Slices of Life: This is a nasty little anthology film. Alan Rowe plays an online “love” connection to a lonely guy, which means—this guy is screwed! Read my blog about the movie here.
Satan Hates You: This is one sick and twisted movie about morality, and concerns a pregnant druggy chick and her closet case brother. Alan Rowe just has a cameo. Read my blog about the movie here.
Sculpture: Alan Rowe looks glamorous as an art curator in this gorefest about appreciating male body parts—and manages to stay away from blood! Read my blog about the movie here.
Vindication: Alan Rowe plays a creepy fortune-teller in this freaky psychological slasher. Read my blog about the movie here.

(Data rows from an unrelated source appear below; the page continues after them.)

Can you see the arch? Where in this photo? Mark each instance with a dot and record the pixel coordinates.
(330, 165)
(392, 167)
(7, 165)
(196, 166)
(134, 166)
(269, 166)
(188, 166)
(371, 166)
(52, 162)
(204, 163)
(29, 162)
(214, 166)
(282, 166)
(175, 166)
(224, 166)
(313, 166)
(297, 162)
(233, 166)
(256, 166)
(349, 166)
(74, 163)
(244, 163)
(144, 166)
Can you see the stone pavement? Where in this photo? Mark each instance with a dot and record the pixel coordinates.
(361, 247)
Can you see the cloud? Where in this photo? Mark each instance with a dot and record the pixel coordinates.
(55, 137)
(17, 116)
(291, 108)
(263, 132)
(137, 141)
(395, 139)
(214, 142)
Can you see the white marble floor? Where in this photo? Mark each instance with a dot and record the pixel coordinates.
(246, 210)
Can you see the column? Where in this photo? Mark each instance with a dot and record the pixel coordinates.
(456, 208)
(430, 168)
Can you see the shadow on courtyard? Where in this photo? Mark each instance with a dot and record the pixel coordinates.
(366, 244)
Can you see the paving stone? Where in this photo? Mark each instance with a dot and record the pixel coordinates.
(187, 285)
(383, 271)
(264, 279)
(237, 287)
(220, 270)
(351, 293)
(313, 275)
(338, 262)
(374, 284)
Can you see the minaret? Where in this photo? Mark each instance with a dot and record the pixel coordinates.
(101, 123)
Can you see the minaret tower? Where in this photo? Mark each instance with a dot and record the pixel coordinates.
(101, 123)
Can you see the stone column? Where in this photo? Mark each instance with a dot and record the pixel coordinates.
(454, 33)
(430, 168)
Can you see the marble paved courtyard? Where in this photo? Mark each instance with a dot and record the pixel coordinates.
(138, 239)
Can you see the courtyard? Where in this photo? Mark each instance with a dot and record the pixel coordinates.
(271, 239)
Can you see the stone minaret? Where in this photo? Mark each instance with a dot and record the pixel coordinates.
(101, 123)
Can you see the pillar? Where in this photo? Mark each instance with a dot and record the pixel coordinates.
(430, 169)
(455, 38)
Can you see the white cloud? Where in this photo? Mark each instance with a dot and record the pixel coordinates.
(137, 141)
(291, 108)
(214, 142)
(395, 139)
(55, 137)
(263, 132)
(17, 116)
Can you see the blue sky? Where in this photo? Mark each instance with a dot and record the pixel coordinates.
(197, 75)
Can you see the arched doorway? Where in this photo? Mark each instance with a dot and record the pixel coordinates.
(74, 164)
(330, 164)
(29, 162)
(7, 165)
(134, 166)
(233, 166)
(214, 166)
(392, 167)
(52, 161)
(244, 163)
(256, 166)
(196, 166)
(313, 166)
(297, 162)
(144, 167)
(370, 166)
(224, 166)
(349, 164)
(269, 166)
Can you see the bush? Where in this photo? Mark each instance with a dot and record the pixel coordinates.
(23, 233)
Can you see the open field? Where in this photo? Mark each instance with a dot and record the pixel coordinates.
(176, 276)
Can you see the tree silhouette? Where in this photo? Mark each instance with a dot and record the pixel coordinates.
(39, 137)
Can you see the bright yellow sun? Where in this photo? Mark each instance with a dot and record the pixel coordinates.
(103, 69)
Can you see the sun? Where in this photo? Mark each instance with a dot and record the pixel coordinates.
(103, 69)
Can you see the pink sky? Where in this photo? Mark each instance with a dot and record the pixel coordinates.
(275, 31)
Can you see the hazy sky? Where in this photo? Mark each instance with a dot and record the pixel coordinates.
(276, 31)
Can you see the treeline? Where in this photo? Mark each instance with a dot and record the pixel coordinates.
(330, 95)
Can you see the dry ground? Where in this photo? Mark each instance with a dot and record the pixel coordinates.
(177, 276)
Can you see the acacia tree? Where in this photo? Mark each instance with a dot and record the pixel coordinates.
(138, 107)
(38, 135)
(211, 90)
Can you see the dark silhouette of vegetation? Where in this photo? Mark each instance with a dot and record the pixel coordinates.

River of Darkness: This shot-on-video flick is about a small fishing town where something bad happened to a group of men and now townsfolk are dying violent deaths. Despite a trio of freaky looking vengeful ghosts providing a few jump scares and juicy deaths, a cast of real wrestlers, and a DVD cover that looks like you’re getting an action flick, this is basically just a very slow moving rehash of The Fog. But it has uber-hunky wrestler Kurt Angle in the lead as the sheriff (so cute) and Alan Rowe plays crazy Mary, who hangs out in the church praying for everyone’s souls.